Todos vivem um domingo sem macarronada e maionese. Sem lavar o carro ou o cachorro. Sem Silvio Santos nem “Fantástico”. Pela ordem, essas delícias dominicais são substituídas por um bufê insosso e a (elevado) preço fixo, pela lavagem das roupas de baixo sob o chuveiro (quase todo mundo passa pelo menos três semanas por aqui) e pela visão atenta do sobe e desce das petecas de badminton, dos chutes na cara do taekwondo e das meninas fazendo peripécias com bambolês.

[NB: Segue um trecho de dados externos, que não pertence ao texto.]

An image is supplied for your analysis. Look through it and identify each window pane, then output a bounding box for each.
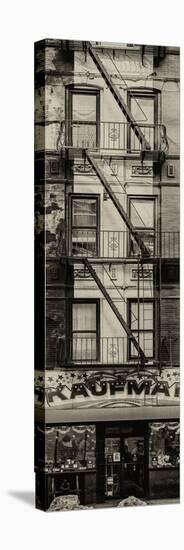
[130,199,154,228]
[131,302,153,330]
[131,332,153,358]
[72,199,97,227]
[72,93,96,122]
[72,123,96,148]
[131,97,154,125]
[149,421,180,468]
[72,333,97,361]
[72,233,97,256]
[130,230,155,256]
[72,303,96,331]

Só uma característica dominical permanece intacta: o futebol. Graças aos sites de streaming de procedência duvidosíssima, parte do Centro de Imprensa parou para ver a rodada do Brasileiro. E o canto em que estávamos se converteu numa arquibancada, com direito a palavrões, provocações e aquelas velhas e más piadas sobre o problema hormonal dos são-paulinos, o problema de QI dos lusos e os pobrema de você sabe quem. Terminados os jogos das 16h, poucos por aqui ficaram felizes com a vitória do Corinthians sobre o Cruzeiro.

Hora de voltar ao trabalho. E correr para ficar a par do monte de resultados que rolaram enquanto nós, boleiros crônicos, nos acotovelávamos diante dos poucos PCs que transmitiam o futebol sem imagens gaguejadas.

Ah, antes de mudar de assunto, mais uma história sobre o Centro de Prensa. Diferentemente de outras competições gigantescas, o Pan de Guadalajara é dominado pela TV Record e pelo portal Terra. Tá, e o que isso significa? Significa que os profissionais da Globo (e seus filhotes) têm de se acomodar aqui no navio negreiro com a gente. Ao ver isso, o filme “Trocando as Bolas”, com o Eddie Murphy, não sai da minha cabeça.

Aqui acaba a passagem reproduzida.